Auswertungen von Grundwasseruntersuchungen zeigen laut Evaluierung überwiegend stabile Verhältnisse. An 87 Prozent der Messstellen liegen die Werte unter den festgelegten Schwellenwerten. Bei 70 Prozent der Messstellen sind die Messwerte gleich geblieben oder gesunken.

In einzelnen Regionen bestehen weiterhin sogenannte Nitrat-Hotspots. Betroffen sind Teile des unteren Murtals, des Leibnitzer Felds und des Grazer Felds.

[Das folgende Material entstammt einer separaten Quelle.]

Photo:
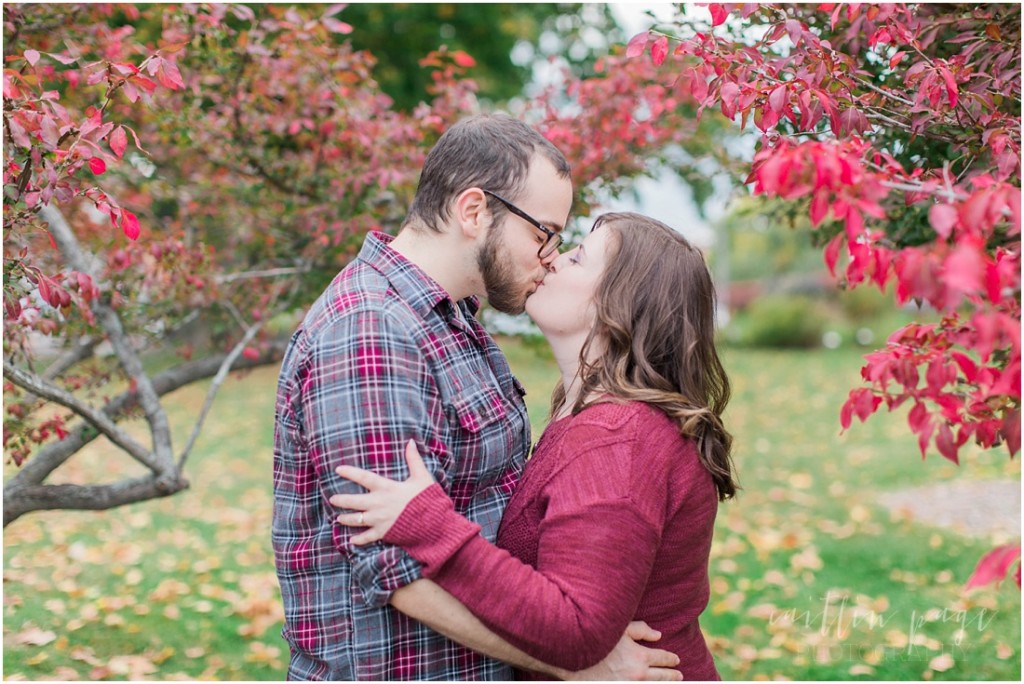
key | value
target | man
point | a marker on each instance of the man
(390, 352)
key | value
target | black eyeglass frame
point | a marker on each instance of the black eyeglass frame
(553, 241)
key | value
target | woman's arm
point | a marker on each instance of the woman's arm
(427, 602)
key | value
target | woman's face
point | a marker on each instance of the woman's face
(563, 304)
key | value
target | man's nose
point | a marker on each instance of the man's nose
(549, 261)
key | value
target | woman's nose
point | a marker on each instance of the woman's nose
(549, 261)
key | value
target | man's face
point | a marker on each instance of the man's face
(508, 260)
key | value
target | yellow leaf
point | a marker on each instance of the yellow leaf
(34, 636)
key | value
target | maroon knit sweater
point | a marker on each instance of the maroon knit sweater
(611, 522)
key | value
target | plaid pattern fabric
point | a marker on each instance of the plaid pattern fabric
(384, 355)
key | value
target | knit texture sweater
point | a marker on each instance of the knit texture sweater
(612, 522)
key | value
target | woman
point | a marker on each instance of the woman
(612, 519)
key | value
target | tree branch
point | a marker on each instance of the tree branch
(81, 350)
(270, 272)
(222, 372)
(53, 455)
(111, 323)
(24, 500)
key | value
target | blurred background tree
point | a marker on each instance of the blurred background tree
(505, 41)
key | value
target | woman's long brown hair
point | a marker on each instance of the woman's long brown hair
(655, 330)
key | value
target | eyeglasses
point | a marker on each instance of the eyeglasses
(553, 239)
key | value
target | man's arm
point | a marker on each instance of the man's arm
(427, 602)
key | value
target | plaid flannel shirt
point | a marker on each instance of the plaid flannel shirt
(384, 355)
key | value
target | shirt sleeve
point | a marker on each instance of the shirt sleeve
(367, 392)
(596, 551)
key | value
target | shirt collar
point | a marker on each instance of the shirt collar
(412, 283)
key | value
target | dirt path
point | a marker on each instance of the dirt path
(974, 508)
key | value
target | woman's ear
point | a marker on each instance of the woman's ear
(472, 213)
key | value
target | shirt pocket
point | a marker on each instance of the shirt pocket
(477, 408)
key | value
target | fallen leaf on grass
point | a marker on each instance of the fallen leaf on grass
(132, 667)
(807, 559)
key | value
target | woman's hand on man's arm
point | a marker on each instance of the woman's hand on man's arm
(427, 602)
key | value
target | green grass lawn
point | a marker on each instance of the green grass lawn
(811, 579)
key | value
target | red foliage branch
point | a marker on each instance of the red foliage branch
(841, 93)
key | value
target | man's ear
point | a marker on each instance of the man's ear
(472, 213)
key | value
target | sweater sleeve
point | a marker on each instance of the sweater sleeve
(595, 555)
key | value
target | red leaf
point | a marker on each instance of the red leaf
(943, 218)
(951, 89)
(718, 13)
(993, 565)
(169, 75)
(796, 31)
(659, 49)
(963, 272)
(637, 45)
(463, 58)
(698, 86)
(819, 207)
(967, 366)
(336, 26)
(129, 223)
(832, 253)
(729, 93)
(119, 141)
(1012, 431)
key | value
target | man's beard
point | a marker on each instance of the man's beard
(504, 292)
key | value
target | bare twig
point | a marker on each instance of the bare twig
(100, 421)
(269, 272)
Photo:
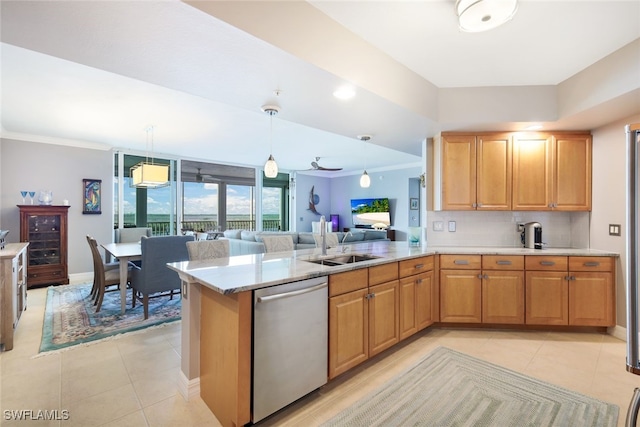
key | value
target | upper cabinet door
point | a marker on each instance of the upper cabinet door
(532, 172)
(493, 178)
(572, 173)
(458, 172)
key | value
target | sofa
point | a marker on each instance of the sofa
(244, 242)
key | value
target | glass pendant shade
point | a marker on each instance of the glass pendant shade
(365, 181)
(271, 167)
(147, 175)
(482, 15)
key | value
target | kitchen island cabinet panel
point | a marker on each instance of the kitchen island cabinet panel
(225, 355)
(348, 331)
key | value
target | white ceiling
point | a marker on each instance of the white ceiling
(98, 73)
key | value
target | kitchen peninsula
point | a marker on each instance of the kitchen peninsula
(218, 301)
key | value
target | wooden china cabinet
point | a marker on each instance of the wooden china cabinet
(45, 228)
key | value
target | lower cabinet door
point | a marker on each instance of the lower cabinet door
(384, 330)
(547, 298)
(591, 299)
(503, 297)
(460, 296)
(348, 331)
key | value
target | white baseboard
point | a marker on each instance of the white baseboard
(188, 388)
(77, 278)
(618, 332)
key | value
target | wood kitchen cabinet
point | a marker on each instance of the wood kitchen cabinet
(552, 171)
(503, 289)
(591, 291)
(546, 290)
(460, 288)
(476, 171)
(348, 320)
(363, 315)
(45, 228)
(416, 287)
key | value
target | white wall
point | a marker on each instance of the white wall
(609, 199)
(61, 169)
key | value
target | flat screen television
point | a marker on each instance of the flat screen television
(367, 212)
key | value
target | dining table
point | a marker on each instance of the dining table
(124, 252)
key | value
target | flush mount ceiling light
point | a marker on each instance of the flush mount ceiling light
(482, 15)
(271, 167)
(365, 180)
(147, 174)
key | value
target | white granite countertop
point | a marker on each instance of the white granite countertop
(247, 272)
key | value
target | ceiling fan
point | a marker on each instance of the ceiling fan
(316, 166)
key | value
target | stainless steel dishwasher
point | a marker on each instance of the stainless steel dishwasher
(290, 333)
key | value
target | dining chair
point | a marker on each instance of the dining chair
(104, 275)
(331, 239)
(153, 278)
(207, 249)
(277, 243)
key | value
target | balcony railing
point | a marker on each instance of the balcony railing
(161, 228)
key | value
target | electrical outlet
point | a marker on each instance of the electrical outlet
(614, 229)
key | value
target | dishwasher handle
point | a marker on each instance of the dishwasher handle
(291, 294)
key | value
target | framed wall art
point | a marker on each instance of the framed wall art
(92, 196)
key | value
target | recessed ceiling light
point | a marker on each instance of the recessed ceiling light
(344, 92)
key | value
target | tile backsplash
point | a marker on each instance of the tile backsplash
(483, 228)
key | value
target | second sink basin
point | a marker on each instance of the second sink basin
(342, 259)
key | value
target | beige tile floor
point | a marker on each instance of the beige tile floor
(131, 381)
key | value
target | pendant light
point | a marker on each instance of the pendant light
(482, 15)
(271, 167)
(365, 181)
(148, 174)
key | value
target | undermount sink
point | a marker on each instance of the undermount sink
(334, 260)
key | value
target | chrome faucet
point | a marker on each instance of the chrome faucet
(343, 249)
(323, 234)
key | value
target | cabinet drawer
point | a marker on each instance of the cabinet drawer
(383, 273)
(348, 281)
(590, 263)
(546, 263)
(461, 262)
(413, 266)
(503, 262)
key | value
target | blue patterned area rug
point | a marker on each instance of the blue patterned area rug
(70, 317)
(448, 388)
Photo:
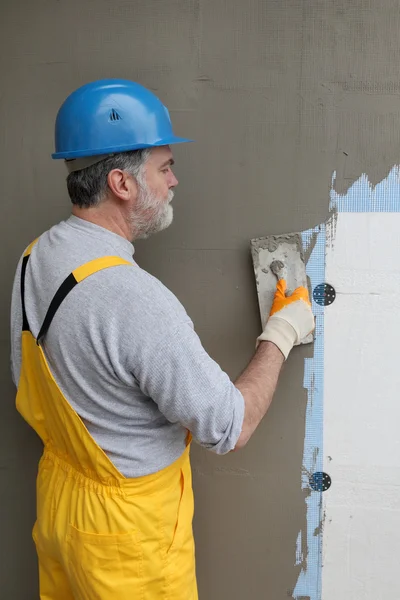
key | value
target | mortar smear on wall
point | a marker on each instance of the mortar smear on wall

In diesen Gebieten können Behörden gezielte Maßnahmen setzen. Dazu zählen verstärkte Kontrollen, zusätzliche Untersuchungen und eine intensivere Beratung durch die Landwirtschaftskammer.

Weniger verpflichtende Messungen

Eine wichtige Änderung betrifft die Untersuchung von Wirtschaftsdünger. Künftig entfällt die verpflichtende Messung des Stickstoffgehalts.

Ein Fachgutachten bestätigt, dass die Referenzwerte der österreichischen Nitrataktionsverordnung die tatsächlichen Bedingungen ausreichend abbilden. Daher gilt der bisherige Messaufwand als nicht mehr notwendig.

Statt der Messung kann der Stickstoffgehalt künftig auch berechnet werden. Grundlage dafür ist eine verbesserte Datenlage. Damit sollen Bürokratie und Kosten für landwirtschaftliche Betriebe sinken.

Die bestehenden Obergrenzen für Stickstoffdüngung bleiben unverändert. Auch Dokumentationspflichten und Kontrollen gelten weiterhin.